We’re Number One!
By Roy Benaroch, MD
Here it is, folks: the annual Physician Compensation survey from Medscape/WebMD. Pediatricians made it to number one!
Number one, that is, for the least paid doctors. We’re right on top when it comes to making less than other physicians. The top three lowest paid docs are the three primary care physicians: pediatricians, family medicine, and internal medicine.
The highest paid doctors are radiologists, orthopedic surgeons, and cardiologists. Why the big difference? The top-paid docs are the ones who do the procedures. They catheterize things and poke scopes into you. They line up their patients and cut and poke and cash the checks. Radiologists don’t even have to talk to their patients—they just mumble a dictation and move on to the next film.

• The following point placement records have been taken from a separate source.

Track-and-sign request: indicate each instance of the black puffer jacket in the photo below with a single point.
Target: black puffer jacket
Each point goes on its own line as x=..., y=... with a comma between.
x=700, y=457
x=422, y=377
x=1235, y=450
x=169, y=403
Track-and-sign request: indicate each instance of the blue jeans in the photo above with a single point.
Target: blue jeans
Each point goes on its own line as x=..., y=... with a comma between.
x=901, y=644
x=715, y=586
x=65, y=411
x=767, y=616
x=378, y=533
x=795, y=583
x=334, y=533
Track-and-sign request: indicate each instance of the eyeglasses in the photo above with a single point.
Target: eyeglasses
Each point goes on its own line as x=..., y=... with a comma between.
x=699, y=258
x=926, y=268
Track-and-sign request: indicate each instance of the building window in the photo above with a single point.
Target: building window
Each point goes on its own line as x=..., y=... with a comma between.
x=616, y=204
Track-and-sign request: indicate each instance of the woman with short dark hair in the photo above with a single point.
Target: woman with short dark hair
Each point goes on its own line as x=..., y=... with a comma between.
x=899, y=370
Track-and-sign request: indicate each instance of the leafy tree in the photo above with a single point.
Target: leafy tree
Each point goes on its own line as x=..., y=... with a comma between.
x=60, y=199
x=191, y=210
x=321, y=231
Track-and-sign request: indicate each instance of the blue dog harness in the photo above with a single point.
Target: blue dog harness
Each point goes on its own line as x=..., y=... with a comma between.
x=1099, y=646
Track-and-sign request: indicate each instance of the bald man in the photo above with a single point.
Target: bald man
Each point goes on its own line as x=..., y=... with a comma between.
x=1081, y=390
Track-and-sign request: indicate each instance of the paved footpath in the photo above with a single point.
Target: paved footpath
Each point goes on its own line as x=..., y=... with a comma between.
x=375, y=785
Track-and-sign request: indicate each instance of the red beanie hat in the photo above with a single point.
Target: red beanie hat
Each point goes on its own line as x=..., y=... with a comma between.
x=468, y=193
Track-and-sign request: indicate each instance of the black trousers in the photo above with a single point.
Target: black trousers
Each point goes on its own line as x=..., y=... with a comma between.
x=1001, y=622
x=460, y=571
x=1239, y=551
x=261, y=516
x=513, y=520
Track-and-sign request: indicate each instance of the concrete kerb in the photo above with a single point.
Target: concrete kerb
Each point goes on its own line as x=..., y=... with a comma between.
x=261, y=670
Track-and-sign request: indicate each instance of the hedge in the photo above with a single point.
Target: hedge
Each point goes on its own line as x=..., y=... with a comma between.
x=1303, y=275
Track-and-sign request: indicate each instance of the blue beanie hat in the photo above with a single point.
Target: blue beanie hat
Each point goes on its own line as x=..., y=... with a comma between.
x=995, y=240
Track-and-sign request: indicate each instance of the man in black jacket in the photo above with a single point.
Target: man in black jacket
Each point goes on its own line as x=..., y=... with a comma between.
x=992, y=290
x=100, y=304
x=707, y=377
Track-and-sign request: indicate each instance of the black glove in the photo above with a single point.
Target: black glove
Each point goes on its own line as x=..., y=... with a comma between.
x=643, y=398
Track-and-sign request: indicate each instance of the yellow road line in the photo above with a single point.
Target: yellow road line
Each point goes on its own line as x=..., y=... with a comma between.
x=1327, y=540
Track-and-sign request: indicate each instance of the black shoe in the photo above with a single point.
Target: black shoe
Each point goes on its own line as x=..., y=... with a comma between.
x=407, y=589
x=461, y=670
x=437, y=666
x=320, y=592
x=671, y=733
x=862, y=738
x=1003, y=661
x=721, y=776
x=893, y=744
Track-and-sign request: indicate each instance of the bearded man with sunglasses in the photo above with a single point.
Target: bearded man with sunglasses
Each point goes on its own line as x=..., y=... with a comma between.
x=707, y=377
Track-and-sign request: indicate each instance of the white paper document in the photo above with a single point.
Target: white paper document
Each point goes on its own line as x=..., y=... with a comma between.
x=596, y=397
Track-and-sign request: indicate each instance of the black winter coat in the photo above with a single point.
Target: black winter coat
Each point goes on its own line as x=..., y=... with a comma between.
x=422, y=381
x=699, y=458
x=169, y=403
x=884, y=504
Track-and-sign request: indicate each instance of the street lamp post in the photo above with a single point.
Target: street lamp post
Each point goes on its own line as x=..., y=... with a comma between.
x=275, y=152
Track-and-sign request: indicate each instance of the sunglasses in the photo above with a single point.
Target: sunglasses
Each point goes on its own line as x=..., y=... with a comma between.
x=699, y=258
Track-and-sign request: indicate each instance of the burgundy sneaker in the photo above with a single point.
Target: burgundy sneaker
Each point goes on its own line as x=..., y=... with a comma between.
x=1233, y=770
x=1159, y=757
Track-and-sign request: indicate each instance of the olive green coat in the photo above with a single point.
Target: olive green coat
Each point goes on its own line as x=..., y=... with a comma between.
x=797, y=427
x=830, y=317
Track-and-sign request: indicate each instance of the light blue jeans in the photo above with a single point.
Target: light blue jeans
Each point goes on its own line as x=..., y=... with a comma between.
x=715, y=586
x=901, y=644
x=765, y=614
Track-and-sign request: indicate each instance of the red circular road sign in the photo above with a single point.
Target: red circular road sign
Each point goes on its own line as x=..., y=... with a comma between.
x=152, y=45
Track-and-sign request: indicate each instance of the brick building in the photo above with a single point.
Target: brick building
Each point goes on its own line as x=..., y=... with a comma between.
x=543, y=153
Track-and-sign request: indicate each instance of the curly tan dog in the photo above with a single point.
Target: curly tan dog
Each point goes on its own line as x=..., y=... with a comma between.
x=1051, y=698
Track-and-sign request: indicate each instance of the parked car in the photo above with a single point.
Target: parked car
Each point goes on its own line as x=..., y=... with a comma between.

I’m not sure that this system works out the best for patients. I talk, and explain, and discuss, and explain some more. I spend most of my time talking. All of that time, to the insurance company, is just yapping. Hopefully, my patients and their parents leave my office better-educated, reassured, and able to handle things. What they don’t leave with is a big bill from a procedure.
Over the last few weeks I’ve had one patient, a teenager, who has missed a lot of school because of belly aches. I’ve spoken to him, and his mom, and the GI specialist, and the ER doc multiple times to coordinate care and make sure nothing was missed. I’ve talked to the school, I’ve written letters to the guidance counselor. All of this helped my patient get back into his usual routine. None of it paid me a dime. Here’s the thing: the financial incentives in place don’t reward doctors who talk and explain and coordinate. I could have made more money freezing off a single wart than I did for about three hours of phone calls.
Don’t get me wrong: I love my job, and I’d do it for even less money. But the American penchant for action—for doing something—is part of the reason our health care system is so expensive. Paying doctors for keeping people healthy, rather than doing things to them, might be one way to reduce health care costs while improving our wellbeing.